73

I am concerned about the order of files and directories given by os.walk(). If I have these directories, 1, 10, 11, 12, 2, 20, 21, 22, 3, 30, 31, 32, what is the order of the output list?

Is it sorted by numeric values?

1 2 3 10 20 30 11 21 31 12 22 32

Or sorted by ASCII values, like what is given by ls?

1 10 11 12 2 20 21 22 3 30 31 32

Additionally, how can I get a specific sort?

double-beep
  • 3,889
  • 12
  • 24
  • 35
Vahid Mirjalili
  • 5,363
  • 15
  • 47
  • 73

3 Answers3

106

os.walk uses os.listdir. Here is the docstring for os.listdir:

listdir(path) -> list_of_strings

Return a list containing the names of the entries in the directory.

path: path of directory to list

The list is in arbitrary order. It does not include the special entries '.' and '..' even if they are present in the directory.

(my emphasis).

You could, however, use sort to ensure the order you desire.

for root, dirs, files in os.walk(path):
   for dirname in sorted(dirs):
        print(dirname)

(Note the dirnames are strings not ints, so sorted(dirs) sorts them as strings -- which is desirable for once.

As Alfe and Ciro Santilli point out, if you want the directories to be recursed in sorted order, then modify dirs in-place:

for root, dirs, files in os.walk(path):
   dirs.sort()
   for dirname in dirs:
        print(os.path.join(root, dirname))

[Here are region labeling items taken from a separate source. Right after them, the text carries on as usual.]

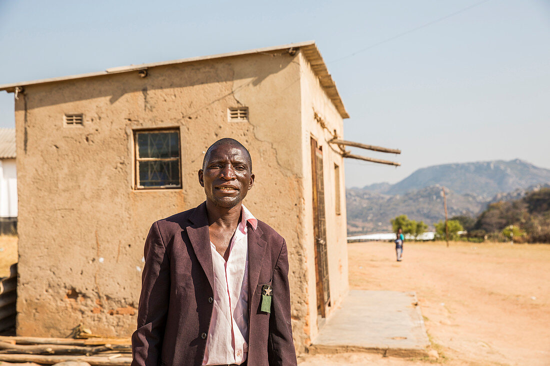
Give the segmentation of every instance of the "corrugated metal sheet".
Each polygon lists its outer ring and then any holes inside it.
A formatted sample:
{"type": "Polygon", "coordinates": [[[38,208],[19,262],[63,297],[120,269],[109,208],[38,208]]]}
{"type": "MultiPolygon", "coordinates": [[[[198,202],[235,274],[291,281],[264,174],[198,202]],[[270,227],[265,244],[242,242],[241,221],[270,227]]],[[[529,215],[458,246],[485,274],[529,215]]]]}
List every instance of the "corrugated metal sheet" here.
{"type": "Polygon", "coordinates": [[[0,128],[0,159],[15,157],[15,129],[0,128]]]}

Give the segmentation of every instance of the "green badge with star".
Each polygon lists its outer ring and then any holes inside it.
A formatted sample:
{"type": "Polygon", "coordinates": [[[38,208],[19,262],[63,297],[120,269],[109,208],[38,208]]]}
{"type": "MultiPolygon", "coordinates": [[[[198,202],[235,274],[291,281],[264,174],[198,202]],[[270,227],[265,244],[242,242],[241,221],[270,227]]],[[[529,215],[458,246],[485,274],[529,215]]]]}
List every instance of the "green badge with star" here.
{"type": "Polygon", "coordinates": [[[271,296],[273,289],[269,285],[262,286],[262,306],[260,310],[271,313],[271,296]]]}

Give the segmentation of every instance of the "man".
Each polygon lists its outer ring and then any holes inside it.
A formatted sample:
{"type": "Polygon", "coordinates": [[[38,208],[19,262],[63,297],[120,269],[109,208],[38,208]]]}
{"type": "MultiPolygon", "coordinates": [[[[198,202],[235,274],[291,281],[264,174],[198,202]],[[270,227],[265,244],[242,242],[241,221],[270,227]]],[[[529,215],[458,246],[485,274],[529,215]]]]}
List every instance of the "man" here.
{"type": "Polygon", "coordinates": [[[155,223],[133,366],[296,364],[284,240],[242,204],[252,160],[222,138],[205,154],[206,201],[155,223]]]}
{"type": "Polygon", "coordinates": [[[401,228],[397,229],[397,234],[395,234],[395,254],[397,255],[397,262],[401,262],[402,256],[403,253],[403,242],[405,241],[405,236],[403,235],[403,230],[401,228]]]}

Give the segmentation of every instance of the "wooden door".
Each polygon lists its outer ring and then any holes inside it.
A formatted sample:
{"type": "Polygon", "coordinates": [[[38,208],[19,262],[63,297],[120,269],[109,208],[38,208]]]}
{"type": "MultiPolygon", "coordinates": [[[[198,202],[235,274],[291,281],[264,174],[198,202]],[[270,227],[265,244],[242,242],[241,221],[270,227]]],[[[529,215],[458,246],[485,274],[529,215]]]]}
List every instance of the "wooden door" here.
{"type": "Polygon", "coordinates": [[[324,182],[323,179],[323,150],[311,137],[311,173],[313,184],[314,236],[315,240],[315,273],[317,313],[326,316],[330,306],[327,226],[324,212],[324,182]]]}

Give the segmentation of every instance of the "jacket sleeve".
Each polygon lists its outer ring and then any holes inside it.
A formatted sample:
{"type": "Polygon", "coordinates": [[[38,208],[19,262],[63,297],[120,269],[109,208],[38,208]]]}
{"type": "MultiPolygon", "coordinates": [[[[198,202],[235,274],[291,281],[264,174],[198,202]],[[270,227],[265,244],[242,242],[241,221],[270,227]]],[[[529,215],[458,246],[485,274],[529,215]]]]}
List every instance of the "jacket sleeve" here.
{"type": "Polygon", "coordinates": [[[138,329],[132,335],[131,366],[160,364],[170,300],[170,263],[157,223],[145,240],[144,257],[138,329]]]}
{"type": "Polygon", "coordinates": [[[290,324],[290,289],[288,283],[288,254],[283,240],[271,282],[273,289],[270,315],[267,354],[270,366],[296,365],[296,351],[290,324]]]}

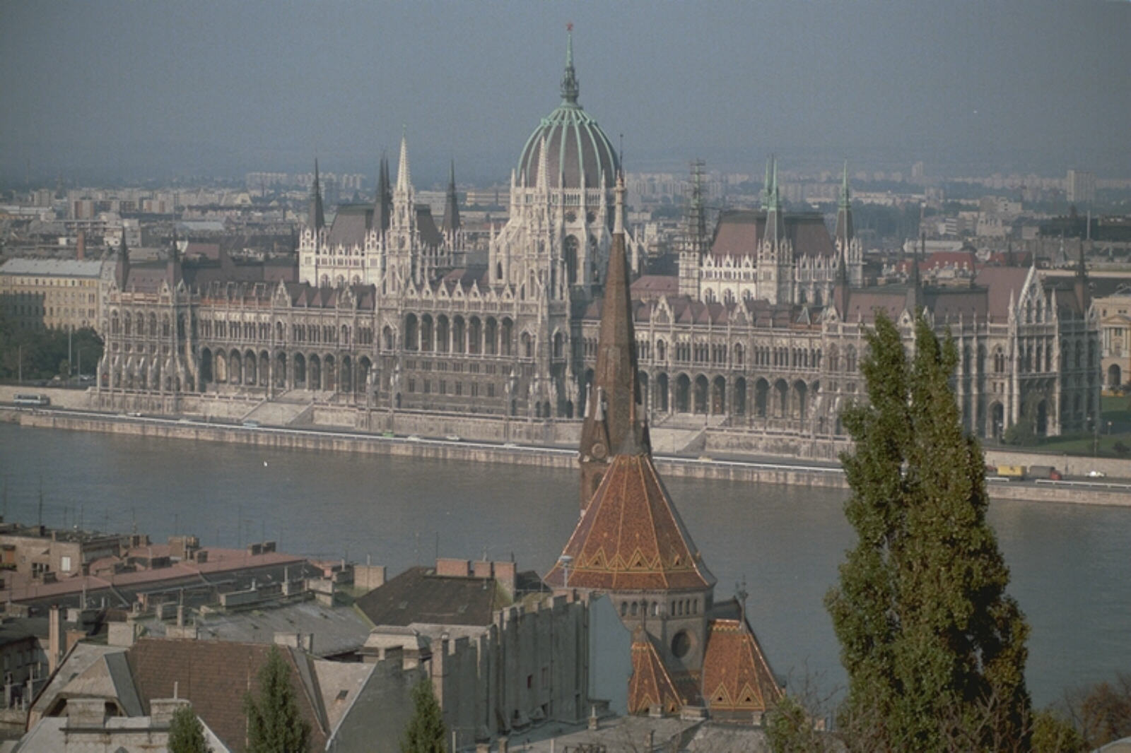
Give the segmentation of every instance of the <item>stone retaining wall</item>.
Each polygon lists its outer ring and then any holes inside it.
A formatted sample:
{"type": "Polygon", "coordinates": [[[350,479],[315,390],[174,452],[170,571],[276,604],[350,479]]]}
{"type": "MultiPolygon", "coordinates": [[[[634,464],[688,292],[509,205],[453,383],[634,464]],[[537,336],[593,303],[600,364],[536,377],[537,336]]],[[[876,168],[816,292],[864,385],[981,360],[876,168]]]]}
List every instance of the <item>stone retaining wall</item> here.
{"type": "MultiPolygon", "coordinates": [[[[2,410],[12,414],[16,412],[2,410]]],[[[474,462],[509,462],[545,468],[576,468],[572,452],[542,448],[483,447],[474,443],[406,441],[374,436],[347,436],[333,432],[245,429],[233,425],[200,424],[196,422],[154,422],[146,419],[98,418],[69,416],[50,412],[18,412],[24,426],[97,431],[157,439],[228,442],[254,447],[318,450],[333,452],[368,452],[438,460],[466,460],[474,462]]],[[[398,414],[399,419],[400,414],[398,414]]],[[[844,475],[819,468],[791,468],[785,465],[748,465],[711,462],[690,458],[656,458],[659,471],[668,477],[726,479],[745,483],[788,484],[824,488],[846,488],[844,475]]],[[[1090,488],[1087,486],[1059,486],[1009,484],[990,485],[994,499],[1031,500],[1038,502],[1072,502],[1131,507],[1131,494],[1124,491],[1090,488]]]]}

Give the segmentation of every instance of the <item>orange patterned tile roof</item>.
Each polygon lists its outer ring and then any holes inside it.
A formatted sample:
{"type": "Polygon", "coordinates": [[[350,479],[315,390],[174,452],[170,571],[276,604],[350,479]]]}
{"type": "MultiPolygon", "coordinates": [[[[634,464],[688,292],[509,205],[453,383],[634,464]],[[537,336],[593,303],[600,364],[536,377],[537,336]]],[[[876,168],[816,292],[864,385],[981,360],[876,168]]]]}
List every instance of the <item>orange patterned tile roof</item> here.
{"type": "MultiPolygon", "coordinates": [[[[616,455],[562,551],[569,587],[691,590],[715,585],[651,456],[616,455]]],[[[561,561],[546,583],[566,586],[561,561]]]]}
{"type": "Polygon", "coordinates": [[[782,696],[761,646],[739,620],[713,620],[707,629],[702,691],[713,711],[765,711],[782,696]]]}
{"type": "Polygon", "coordinates": [[[672,673],[664,665],[651,639],[637,629],[632,635],[629,713],[648,713],[654,706],[661,707],[664,713],[675,713],[689,701],[676,690],[672,673]]]}

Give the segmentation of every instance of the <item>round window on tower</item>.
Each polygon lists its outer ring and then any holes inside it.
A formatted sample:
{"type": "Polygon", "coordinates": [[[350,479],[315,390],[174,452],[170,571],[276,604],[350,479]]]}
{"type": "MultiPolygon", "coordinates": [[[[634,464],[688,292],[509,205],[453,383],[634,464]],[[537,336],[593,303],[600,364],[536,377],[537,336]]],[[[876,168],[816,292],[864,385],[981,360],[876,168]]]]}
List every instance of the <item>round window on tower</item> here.
{"type": "Polygon", "coordinates": [[[682,659],[691,650],[694,644],[694,639],[691,638],[691,633],[685,630],[681,630],[672,637],[672,655],[676,659],[682,659]]]}

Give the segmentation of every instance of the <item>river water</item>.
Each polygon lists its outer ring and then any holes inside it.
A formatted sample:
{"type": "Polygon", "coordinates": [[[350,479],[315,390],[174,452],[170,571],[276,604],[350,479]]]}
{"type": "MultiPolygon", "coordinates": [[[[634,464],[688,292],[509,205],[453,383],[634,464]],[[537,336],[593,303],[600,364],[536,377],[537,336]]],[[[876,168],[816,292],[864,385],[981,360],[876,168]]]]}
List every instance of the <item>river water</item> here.
{"type": "MultiPolygon", "coordinates": [[[[506,559],[545,572],[577,521],[577,474],[491,464],[270,450],[0,424],[7,520],[174,533],[208,545],[276,539],[286,552],[386,564],[506,559]]],[[[822,598],[852,545],[846,493],[667,482],[718,579],[745,582],[774,669],[844,684],[822,598]]],[[[990,511],[1031,637],[1027,677],[1044,706],[1131,670],[1131,509],[995,501],[990,511]]]]}

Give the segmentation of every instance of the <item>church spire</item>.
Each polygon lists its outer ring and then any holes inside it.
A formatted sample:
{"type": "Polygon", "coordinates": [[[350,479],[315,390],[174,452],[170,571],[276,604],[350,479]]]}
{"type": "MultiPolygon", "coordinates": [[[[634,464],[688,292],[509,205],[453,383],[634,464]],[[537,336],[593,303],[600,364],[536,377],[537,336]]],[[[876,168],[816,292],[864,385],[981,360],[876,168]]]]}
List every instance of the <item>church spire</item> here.
{"type": "Polygon", "coordinates": [[[122,242],[118,245],[118,262],[114,267],[118,289],[126,289],[126,280],[130,277],[130,250],[126,246],[126,227],[122,227],[122,242]]]}
{"type": "Polygon", "coordinates": [[[381,153],[381,164],[377,168],[377,197],[373,201],[373,227],[378,233],[389,230],[392,216],[392,191],[389,187],[389,158],[381,153]]]}
{"type": "Polygon", "coordinates": [[[848,244],[854,235],[852,226],[852,197],[848,194],[848,161],[845,159],[844,173],[840,178],[840,200],[837,202],[837,234],[838,243],[843,244],[841,256],[847,254],[848,244]]]}
{"type": "Polygon", "coordinates": [[[913,315],[918,315],[923,310],[923,278],[920,276],[920,249],[926,256],[926,232],[920,231],[920,245],[912,250],[912,284],[907,291],[907,308],[913,315]]]}
{"type": "Polygon", "coordinates": [[[322,191],[318,184],[318,157],[314,157],[314,191],[310,199],[310,227],[318,231],[326,227],[326,214],[322,211],[322,191]]]}
{"type": "Polygon", "coordinates": [[[573,24],[566,24],[566,73],[562,76],[562,104],[577,104],[579,94],[577,73],[573,71],[573,24]]]}
{"type": "MultiPolygon", "coordinates": [[[[1036,263],[1036,254],[1034,254],[1036,263]]],[[[1072,280],[1072,292],[1076,294],[1076,302],[1080,306],[1082,315],[1088,314],[1088,306],[1091,305],[1091,291],[1088,282],[1088,267],[1083,263],[1083,243],[1080,243],[1080,254],[1076,262],[1076,278],[1072,280]]]]}
{"type": "Polygon", "coordinates": [[[581,425],[581,507],[586,507],[614,453],[650,455],[637,380],[636,334],[624,244],[624,176],[616,180],[613,244],[601,310],[597,366],[581,425]]]}
{"type": "Polygon", "coordinates": [[[400,164],[397,166],[397,191],[412,190],[413,179],[408,173],[408,137],[404,129],[400,133],[400,164]]]}
{"type": "Polygon", "coordinates": [[[456,161],[451,161],[448,173],[448,196],[443,202],[443,232],[450,234],[459,230],[459,201],[456,196],[456,161]]]}
{"type": "Polygon", "coordinates": [[[772,159],[774,158],[770,157],[769,159],[766,161],[766,179],[762,181],[762,210],[763,211],[769,211],[769,209],[770,209],[770,197],[771,197],[771,194],[774,192],[774,189],[770,185],[770,164],[771,164],[772,159]]]}
{"type": "Polygon", "coordinates": [[[772,174],[767,170],[766,189],[766,239],[771,243],[782,240],[784,225],[782,223],[782,193],[777,184],[777,157],[771,157],[772,174]]]}

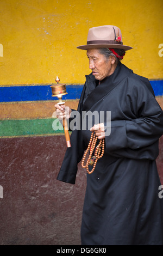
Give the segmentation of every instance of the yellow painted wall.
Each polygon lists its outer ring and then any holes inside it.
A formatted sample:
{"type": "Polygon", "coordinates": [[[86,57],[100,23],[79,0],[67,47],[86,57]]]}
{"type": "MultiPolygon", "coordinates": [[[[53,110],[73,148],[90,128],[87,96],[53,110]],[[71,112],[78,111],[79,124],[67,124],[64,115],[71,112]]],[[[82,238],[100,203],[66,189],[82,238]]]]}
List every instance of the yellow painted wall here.
{"type": "Polygon", "coordinates": [[[0,84],[82,84],[90,72],[90,28],[120,27],[131,46],[123,63],[149,79],[162,78],[162,0],[1,0],[0,84]]]}

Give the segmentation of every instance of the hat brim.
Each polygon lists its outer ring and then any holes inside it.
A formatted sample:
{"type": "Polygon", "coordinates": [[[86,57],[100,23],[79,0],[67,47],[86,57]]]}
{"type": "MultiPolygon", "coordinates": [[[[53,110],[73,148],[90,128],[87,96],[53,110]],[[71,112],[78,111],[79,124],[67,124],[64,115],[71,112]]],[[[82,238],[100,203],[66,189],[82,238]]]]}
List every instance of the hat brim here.
{"type": "Polygon", "coordinates": [[[77,48],[81,50],[89,50],[93,48],[114,48],[117,49],[123,49],[125,51],[132,49],[133,47],[127,45],[118,45],[115,44],[94,44],[92,45],[80,45],[77,48]]]}

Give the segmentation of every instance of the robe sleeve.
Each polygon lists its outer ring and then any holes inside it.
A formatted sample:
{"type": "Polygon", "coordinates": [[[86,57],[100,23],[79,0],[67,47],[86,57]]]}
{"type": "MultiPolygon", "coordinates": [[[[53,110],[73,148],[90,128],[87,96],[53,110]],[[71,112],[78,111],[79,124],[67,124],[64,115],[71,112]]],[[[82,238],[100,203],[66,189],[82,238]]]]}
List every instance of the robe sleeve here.
{"type": "Polygon", "coordinates": [[[111,121],[105,150],[115,156],[153,160],[158,155],[158,139],[163,133],[162,111],[145,87],[134,92],[130,99],[137,117],[111,121]]]}

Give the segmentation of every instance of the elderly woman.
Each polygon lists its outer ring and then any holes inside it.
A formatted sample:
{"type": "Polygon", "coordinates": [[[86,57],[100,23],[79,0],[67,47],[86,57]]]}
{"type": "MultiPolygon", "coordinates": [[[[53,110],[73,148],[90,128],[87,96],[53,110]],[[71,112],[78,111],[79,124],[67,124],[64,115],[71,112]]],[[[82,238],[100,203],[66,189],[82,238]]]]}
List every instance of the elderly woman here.
{"type": "MultiPolygon", "coordinates": [[[[155,163],[162,111],[148,80],[121,64],[131,47],[123,45],[120,28],[92,28],[87,44],[78,48],[87,51],[92,70],[86,76],[78,112],[80,117],[84,111],[111,113],[109,134],[108,122],[93,123],[93,119],[90,130],[74,129],[57,178],[74,184],[83,155],[85,161],[85,153],[94,155],[85,166],[82,162],[87,174],[82,244],[162,245],[163,199],[158,196],[155,163]],[[99,148],[91,149],[95,141],[96,147],[101,143],[101,157],[96,153],[99,148]]],[[[70,120],[74,118],[68,107],[55,107],[60,119],[66,112],[70,120]]],[[[82,117],[79,121],[82,123],[82,117]]]]}

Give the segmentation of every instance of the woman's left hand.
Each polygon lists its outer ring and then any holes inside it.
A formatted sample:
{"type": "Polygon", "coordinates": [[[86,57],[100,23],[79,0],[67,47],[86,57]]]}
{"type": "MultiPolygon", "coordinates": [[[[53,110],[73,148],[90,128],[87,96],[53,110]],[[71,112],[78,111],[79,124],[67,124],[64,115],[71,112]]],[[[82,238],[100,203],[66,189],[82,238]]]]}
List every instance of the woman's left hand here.
{"type": "Polygon", "coordinates": [[[99,139],[103,139],[105,137],[104,124],[103,123],[95,124],[94,126],[90,129],[90,131],[94,131],[96,136],[99,139]]]}

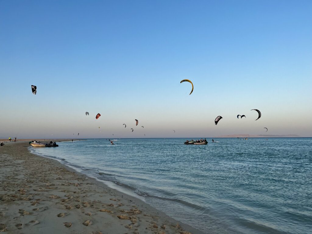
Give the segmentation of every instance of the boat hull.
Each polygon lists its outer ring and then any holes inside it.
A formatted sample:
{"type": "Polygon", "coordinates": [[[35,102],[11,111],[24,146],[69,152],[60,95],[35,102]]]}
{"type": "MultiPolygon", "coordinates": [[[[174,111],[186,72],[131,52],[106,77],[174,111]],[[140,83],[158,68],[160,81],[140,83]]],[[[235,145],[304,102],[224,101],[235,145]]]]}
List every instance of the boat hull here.
{"type": "Polygon", "coordinates": [[[33,147],[45,147],[45,144],[41,144],[39,143],[31,143],[30,145],[33,147]]]}
{"type": "Polygon", "coordinates": [[[207,145],[208,144],[208,142],[198,142],[198,143],[196,143],[196,142],[194,143],[194,145],[207,145]]]}

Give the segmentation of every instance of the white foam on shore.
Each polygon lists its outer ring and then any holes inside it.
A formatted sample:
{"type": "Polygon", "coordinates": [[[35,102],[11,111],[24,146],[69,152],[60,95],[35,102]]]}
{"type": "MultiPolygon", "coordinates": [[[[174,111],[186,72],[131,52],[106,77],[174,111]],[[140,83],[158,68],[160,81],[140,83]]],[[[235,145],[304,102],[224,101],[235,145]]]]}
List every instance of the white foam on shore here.
{"type": "Polygon", "coordinates": [[[49,157],[48,156],[47,156],[46,155],[45,155],[44,154],[39,154],[36,152],[33,149],[32,147],[28,147],[28,149],[30,151],[31,153],[32,154],[34,154],[38,155],[38,156],[40,156],[41,157],[44,157],[44,158],[50,158],[50,159],[53,159],[56,160],[59,163],[62,164],[63,165],[65,165],[66,166],[68,167],[69,168],[74,169],[75,171],[78,172],[79,173],[81,173],[81,174],[83,174],[85,175],[86,176],[87,176],[88,177],[90,178],[93,178],[94,179],[95,179],[97,181],[103,183],[103,184],[105,184],[105,185],[108,186],[109,187],[111,188],[112,188],[114,189],[115,189],[117,191],[121,192],[127,195],[129,195],[129,196],[133,197],[135,197],[136,198],[138,198],[144,202],[146,202],[145,201],[145,198],[144,197],[142,196],[140,196],[139,194],[136,193],[134,192],[131,191],[130,189],[129,189],[126,188],[125,188],[124,187],[123,187],[121,185],[119,185],[118,184],[117,184],[115,183],[114,183],[113,182],[111,181],[109,181],[107,180],[101,180],[99,179],[99,178],[95,177],[93,176],[90,175],[88,175],[86,174],[85,173],[84,173],[85,171],[85,170],[82,168],[80,168],[76,167],[72,165],[69,165],[68,164],[66,164],[64,163],[64,161],[56,158],[52,158],[52,157],[49,157]]]}

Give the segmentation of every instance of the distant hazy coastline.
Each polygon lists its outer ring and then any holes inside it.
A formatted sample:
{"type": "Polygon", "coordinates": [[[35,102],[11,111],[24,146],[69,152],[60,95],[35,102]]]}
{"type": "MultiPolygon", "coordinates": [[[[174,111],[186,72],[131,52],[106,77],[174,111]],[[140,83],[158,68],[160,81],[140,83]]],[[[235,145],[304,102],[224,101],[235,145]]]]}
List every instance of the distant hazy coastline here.
{"type": "Polygon", "coordinates": [[[223,135],[219,136],[219,138],[232,137],[300,137],[298,135],[249,135],[249,134],[236,134],[234,135],[223,135]]]}

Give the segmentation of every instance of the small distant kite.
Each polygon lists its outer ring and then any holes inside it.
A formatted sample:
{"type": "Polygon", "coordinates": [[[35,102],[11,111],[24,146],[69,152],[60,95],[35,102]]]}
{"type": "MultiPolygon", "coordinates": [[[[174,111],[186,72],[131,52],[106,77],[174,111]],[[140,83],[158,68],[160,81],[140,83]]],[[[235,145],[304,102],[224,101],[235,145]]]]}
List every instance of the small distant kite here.
{"type": "Polygon", "coordinates": [[[216,118],[216,119],[215,119],[215,124],[216,125],[218,124],[218,122],[221,119],[222,119],[222,117],[220,115],[216,118]]]}
{"type": "Polygon", "coordinates": [[[32,92],[35,95],[36,95],[36,93],[37,92],[37,86],[35,85],[32,85],[32,92]]]}
{"type": "MultiPolygon", "coordinates": [[[[260,112],[260,111],[259,110],[257,110],[256,109],[253,109],[252,110],[255,110],[257,112],[258,114],[259,115],[259,116],[258,117],[258,118],[257,119],[260,119],[260,117],[261,117],[261,112],[260,112]]],[[[255,119],[255,120],[257,120],[257,119],[255,119]]]]}
{"type": "Polygon", "coordinates": [[[192,91],[191,91],[191,92],[190,93],[190,94],[189,94],[189,95],[190,95],[191,94],[192,92],[193,92],[193,90],[194,88],[194,85],[193,85],[193,83],[192,83],[192,82],[191,81],[191,80],[181,80],[181,82],[180,82],[180,83],[181,84],[182,82],[184,82],[185,81],[187,81],[188,82],[189,82],[190,83],[191,83],[191,84],[192,84],[192,91]]]}

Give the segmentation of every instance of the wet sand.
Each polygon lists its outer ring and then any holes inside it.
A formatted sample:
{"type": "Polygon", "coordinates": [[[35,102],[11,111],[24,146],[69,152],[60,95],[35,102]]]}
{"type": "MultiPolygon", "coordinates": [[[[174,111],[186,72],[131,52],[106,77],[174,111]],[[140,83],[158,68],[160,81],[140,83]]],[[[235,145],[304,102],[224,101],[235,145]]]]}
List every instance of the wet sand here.
{"type": "Polygon", "coordinates": [[[0,232],[202,233],[138,199],[32,154],[29,141],[0,147],[0,232]]]}

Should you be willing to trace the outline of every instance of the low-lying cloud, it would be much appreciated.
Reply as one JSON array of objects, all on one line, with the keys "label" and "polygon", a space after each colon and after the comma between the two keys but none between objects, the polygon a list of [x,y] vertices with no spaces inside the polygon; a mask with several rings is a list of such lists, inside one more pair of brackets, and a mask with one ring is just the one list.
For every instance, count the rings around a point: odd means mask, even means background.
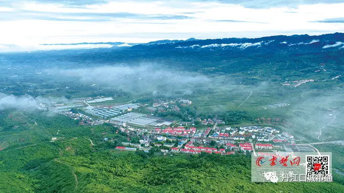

You can test this yourself:

import os

os.chdir('/tmp/tmp')
for dirname in '1 10 11 12 2 20 21 22 3 30 31 32'.split():
     try:
          os.makedirs(dirname)
     except OSError: pass


for root, dirs, files in os.walk('.'):
   for dirname in sorted(dirs):
        print(dirname)

prints

1
10
11
12
2
20
21
22
3
30
31
32

If you wanted to list them in numeric order use:

for dirname in sorted(dirs, key=int):

To sort alphanumeric strings, use natural sort.

unutbu
  • 711,858
  • 148
  • 1,594
  • 1,547
  • 5
    The reason Python goes out of its way to avoid documenting any reliable order is that it uses different functions on different platforms (`FindNextFileW`, `DosFindNext`, `readdir`), and those functions are themselves documented to punt to the filesystem on most platforms, and the filesystems generally either don't document an order or give you something completely useless. – abarnert Aug 17 '13 at 01:11
  • 2
    I think this does not sort multi level hierarchies because `sorted` is not in-place. To do that use `sort` as explained by Alfe. – Ciro Santilli新疆棉花TRUMP BAN BAD Mar 24 '14 at 12:29
43

os.walk() yields in each step what it will do in the next steps. You can in each step influence the order of the next steps by sorting the lists the way you want them. Quoting the 2.7 manual:

When topdown is True, the caller can modify the dirnames list in-place (perhaps using del or slice assignment), and walk() will only recurse into the subdirectories whose names remain in dirnames; this can be used to prune the search, impose a specific order of visiting

So sorting the dirNames will influence the order in which they will be visited:

for rootName, dirNames, fileNames in os.walk(path):
  dirNames.sort()  # you may want to use the args cmp, key and reverse here

After this, the dirNames are sorted in-place and the next yielded values of walk will be accordingly.

Of course you also can sort the list of fileNames but that won't influence any further steps (because files don't have descendants walk will visit).

And of course you can iterate through sorted versions of these lists as unutbu's answer proposes, but that won't influence the further progress of the walk itself.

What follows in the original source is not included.